4.1 Design challenges 
A number of limitations imposed by the optoelectronic devices will affect the reconfigurability of the proposed system: 
• The tuning speed of the transmitter sources is limited. This will set the reconfiguration rate. Since no signal can 
be transmitted during the switch, one needs to allow a minimal time interval between each topology change in 
order to obtain a profitable reconfiguration scheme.   

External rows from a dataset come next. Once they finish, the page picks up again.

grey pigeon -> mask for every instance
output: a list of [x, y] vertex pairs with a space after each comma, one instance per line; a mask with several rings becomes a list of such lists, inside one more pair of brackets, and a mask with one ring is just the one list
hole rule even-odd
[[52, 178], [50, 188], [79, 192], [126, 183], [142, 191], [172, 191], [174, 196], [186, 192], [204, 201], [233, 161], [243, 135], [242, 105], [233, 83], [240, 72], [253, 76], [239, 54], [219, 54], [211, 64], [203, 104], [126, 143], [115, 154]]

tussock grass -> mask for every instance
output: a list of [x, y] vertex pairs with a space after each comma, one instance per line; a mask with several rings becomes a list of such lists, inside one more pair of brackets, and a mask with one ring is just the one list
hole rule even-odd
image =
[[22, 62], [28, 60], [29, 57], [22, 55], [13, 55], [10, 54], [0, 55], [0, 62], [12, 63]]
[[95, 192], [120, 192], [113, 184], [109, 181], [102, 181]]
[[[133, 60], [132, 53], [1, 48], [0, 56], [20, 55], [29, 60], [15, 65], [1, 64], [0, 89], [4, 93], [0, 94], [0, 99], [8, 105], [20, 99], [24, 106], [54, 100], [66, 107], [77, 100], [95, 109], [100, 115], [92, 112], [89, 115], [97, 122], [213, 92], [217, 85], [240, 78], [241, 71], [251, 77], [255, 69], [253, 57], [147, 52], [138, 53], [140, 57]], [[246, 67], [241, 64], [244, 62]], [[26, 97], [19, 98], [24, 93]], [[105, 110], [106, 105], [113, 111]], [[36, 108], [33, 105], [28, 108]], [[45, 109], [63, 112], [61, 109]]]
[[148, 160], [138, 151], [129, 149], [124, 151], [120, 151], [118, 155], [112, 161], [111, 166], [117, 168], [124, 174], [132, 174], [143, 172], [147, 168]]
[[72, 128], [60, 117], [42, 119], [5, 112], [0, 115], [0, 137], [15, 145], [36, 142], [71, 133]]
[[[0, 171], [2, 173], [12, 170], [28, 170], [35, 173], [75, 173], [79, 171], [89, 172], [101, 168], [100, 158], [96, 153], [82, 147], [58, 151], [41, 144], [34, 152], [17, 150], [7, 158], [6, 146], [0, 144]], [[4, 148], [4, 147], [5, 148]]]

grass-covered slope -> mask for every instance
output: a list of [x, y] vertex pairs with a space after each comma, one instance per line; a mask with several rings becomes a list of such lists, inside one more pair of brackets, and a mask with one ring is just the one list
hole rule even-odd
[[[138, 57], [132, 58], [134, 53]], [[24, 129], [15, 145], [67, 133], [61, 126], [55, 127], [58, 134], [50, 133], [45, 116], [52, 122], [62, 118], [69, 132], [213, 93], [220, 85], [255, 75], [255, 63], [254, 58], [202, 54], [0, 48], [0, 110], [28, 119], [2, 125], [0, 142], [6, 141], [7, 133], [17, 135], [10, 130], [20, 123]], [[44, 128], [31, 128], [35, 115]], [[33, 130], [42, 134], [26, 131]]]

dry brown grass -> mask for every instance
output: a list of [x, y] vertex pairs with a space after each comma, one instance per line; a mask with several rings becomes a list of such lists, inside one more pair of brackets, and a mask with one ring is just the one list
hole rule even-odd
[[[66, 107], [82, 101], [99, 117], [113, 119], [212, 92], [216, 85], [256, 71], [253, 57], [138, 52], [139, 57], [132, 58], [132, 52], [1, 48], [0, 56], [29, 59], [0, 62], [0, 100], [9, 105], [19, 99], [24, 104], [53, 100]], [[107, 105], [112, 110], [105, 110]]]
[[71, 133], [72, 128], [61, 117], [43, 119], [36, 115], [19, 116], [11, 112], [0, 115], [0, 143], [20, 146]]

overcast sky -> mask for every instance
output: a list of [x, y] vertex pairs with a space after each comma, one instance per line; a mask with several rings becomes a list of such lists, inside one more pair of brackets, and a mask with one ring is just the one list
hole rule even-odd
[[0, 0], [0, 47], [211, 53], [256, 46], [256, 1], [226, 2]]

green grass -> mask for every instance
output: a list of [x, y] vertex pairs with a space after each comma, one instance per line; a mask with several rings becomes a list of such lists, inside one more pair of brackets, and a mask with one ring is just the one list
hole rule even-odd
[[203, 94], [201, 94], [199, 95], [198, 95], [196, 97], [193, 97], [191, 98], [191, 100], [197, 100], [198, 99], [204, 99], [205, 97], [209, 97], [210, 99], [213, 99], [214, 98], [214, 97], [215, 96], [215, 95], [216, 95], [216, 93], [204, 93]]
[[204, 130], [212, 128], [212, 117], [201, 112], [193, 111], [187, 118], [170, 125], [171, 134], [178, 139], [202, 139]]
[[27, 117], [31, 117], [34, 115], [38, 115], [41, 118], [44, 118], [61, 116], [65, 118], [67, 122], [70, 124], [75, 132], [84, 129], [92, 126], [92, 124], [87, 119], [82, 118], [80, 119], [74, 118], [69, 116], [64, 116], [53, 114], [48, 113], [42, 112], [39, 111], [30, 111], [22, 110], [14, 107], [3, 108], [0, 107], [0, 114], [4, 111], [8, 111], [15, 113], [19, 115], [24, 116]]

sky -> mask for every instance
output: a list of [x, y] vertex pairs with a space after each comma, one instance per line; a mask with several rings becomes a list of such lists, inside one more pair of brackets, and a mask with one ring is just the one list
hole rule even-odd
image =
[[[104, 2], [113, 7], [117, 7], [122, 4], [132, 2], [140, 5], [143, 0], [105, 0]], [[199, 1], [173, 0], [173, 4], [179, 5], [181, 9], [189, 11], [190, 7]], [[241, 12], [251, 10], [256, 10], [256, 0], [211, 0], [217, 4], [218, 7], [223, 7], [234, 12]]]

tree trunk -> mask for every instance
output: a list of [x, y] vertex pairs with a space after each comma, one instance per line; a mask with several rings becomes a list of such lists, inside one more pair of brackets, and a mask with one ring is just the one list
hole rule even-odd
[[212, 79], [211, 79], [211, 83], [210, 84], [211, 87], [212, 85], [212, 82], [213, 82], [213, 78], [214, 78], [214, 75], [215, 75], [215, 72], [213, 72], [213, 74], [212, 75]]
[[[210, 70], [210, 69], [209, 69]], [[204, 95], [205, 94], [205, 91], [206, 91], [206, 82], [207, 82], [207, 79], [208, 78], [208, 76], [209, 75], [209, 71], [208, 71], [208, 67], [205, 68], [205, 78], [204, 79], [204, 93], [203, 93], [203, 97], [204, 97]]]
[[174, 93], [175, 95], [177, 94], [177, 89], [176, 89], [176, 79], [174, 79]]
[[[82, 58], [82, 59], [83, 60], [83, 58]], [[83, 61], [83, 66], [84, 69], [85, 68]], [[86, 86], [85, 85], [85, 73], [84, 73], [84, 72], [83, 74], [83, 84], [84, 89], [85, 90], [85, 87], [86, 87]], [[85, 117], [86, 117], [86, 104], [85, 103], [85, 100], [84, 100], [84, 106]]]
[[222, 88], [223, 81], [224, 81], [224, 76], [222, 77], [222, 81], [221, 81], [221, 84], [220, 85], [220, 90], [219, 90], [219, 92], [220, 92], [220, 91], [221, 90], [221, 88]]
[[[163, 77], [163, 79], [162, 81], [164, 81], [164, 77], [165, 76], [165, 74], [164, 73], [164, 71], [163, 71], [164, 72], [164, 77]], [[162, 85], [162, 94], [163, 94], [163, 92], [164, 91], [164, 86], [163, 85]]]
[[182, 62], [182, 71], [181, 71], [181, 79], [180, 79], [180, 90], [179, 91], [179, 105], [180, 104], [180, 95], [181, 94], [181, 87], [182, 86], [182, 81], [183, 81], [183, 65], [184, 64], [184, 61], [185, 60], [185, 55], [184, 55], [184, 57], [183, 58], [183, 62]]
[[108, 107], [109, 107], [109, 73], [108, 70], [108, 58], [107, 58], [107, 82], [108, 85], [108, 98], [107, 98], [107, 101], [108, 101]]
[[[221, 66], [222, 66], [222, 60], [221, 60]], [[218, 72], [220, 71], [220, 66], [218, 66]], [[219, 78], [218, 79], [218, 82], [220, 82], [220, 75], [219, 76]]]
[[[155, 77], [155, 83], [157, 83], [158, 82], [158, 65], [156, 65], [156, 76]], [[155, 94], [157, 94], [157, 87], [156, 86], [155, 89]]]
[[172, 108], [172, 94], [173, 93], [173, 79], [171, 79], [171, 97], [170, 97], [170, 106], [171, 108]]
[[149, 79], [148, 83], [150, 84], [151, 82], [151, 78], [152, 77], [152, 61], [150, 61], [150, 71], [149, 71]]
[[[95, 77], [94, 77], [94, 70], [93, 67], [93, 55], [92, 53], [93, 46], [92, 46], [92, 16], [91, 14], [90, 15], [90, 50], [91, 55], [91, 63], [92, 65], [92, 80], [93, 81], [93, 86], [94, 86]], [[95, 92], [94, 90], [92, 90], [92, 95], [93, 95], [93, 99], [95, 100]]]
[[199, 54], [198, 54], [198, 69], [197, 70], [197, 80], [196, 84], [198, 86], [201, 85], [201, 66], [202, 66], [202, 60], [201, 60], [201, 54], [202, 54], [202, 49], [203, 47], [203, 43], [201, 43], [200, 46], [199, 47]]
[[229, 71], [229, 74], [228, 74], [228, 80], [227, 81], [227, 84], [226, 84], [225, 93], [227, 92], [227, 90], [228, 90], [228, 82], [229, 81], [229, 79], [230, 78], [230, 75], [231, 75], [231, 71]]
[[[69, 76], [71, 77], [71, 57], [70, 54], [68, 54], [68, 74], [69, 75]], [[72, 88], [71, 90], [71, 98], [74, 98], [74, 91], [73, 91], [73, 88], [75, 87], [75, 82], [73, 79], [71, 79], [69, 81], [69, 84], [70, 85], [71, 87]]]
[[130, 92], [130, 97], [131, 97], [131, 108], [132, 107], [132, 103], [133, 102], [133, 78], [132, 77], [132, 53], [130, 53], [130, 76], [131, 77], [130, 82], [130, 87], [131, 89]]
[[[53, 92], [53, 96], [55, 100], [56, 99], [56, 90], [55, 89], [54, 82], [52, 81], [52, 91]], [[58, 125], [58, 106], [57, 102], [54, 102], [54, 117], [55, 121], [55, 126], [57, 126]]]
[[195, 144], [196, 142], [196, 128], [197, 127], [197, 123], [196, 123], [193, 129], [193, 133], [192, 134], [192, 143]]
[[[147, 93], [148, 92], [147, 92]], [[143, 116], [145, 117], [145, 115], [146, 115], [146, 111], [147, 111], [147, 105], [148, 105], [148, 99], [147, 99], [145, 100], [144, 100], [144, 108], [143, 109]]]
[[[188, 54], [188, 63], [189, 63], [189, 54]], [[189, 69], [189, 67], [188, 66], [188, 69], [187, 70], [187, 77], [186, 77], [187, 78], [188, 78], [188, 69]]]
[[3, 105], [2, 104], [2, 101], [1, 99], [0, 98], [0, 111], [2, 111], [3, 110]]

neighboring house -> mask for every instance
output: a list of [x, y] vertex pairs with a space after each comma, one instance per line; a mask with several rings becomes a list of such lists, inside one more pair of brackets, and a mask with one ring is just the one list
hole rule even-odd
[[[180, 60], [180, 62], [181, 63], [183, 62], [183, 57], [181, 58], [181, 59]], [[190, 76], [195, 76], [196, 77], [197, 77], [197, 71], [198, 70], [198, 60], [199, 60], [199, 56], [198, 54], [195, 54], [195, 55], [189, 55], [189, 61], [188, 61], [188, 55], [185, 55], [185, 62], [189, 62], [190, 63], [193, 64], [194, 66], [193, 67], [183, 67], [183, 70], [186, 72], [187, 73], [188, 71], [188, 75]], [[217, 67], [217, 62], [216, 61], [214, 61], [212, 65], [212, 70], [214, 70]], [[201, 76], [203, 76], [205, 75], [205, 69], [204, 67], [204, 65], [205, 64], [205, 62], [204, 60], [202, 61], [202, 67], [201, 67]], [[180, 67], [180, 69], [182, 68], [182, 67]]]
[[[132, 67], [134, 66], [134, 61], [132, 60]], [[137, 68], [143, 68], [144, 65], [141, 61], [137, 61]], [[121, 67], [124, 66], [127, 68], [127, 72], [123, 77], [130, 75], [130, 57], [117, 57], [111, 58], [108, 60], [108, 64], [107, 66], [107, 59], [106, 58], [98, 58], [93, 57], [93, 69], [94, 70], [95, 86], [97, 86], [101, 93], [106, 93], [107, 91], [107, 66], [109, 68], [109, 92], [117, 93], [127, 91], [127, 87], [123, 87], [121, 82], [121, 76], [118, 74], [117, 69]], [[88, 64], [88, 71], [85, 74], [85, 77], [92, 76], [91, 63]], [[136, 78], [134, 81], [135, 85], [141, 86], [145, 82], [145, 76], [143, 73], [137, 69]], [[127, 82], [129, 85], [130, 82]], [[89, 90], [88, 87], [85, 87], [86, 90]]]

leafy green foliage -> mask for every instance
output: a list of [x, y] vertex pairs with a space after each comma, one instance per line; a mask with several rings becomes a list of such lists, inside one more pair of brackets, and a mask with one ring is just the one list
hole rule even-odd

• The number of wavelength channels is limited. Given the need for a low-cost device with a reasonably high 
tuning speed, the included tuning element will exhibit a very limited number of wavelength channels, as a 
trade-off exists between the tuning speed, the cost and the channel count. 
 
In a previous exploration of the influence of the tuning speed on 
reconfigurable network performance, we have found the switching speed 
requirements to be on par with recent MEMS-based tunable VCSEL 
designs [38]. In section 5.2, we will furthermore address the influence of 
the reconfiguration time on the proposed system. The restriction on the 
channel count, however, prohibits the use of the broadcast-and-select 
scheme in which all processing nodes (say over 64 nodes) are connected 
together via a single star-coupling element. We therefore propose a 
selective broadcasting component which broadcasts each channel to only 
a limited number of outputs, but can scale to larger configurations.  
 
Fig. 5 shows the concept of the proposed network containing such a 
passive optical broadcast element. The fibers coming from the tunable 
sources in each processing node are bundled into a fiber array at the 
ingress of the SOB. The free-space optical component will fan-out the 
signal to a 3x3 matrix of spots at the output side via a DOE. This way, 
each processor is capable of connecting only to 9 different nodes. It is 
important to note that the mapping of the source node connections and 
the receiving nodes on the broadcasting component is now critical, 
because it directly determines the possible addressable nodes for every 
transmitting processor. A scalable ROI design is thus possible using 
components with low channel counts; we will measure the effect on the 
restricted connectivity and the performance speed-up in section 5.2.  
 
4.2 Selective Optical Broadcasting (SOB) element 
On the previous years, an optical module has been prototyped at our labs. This module is capable of delivering massive 
parallelism through free-space point-to-point optical interconnects. We have used Deep Proton Writing (DPW) for 
prototyping this component [40]-[41]. DPW is our in-house technology and consists of the irradiation of polymethyl 
metacrylate (PMMA) with a pencil-like proton beam followed by a selective etching or swelling of the irradiated zones. 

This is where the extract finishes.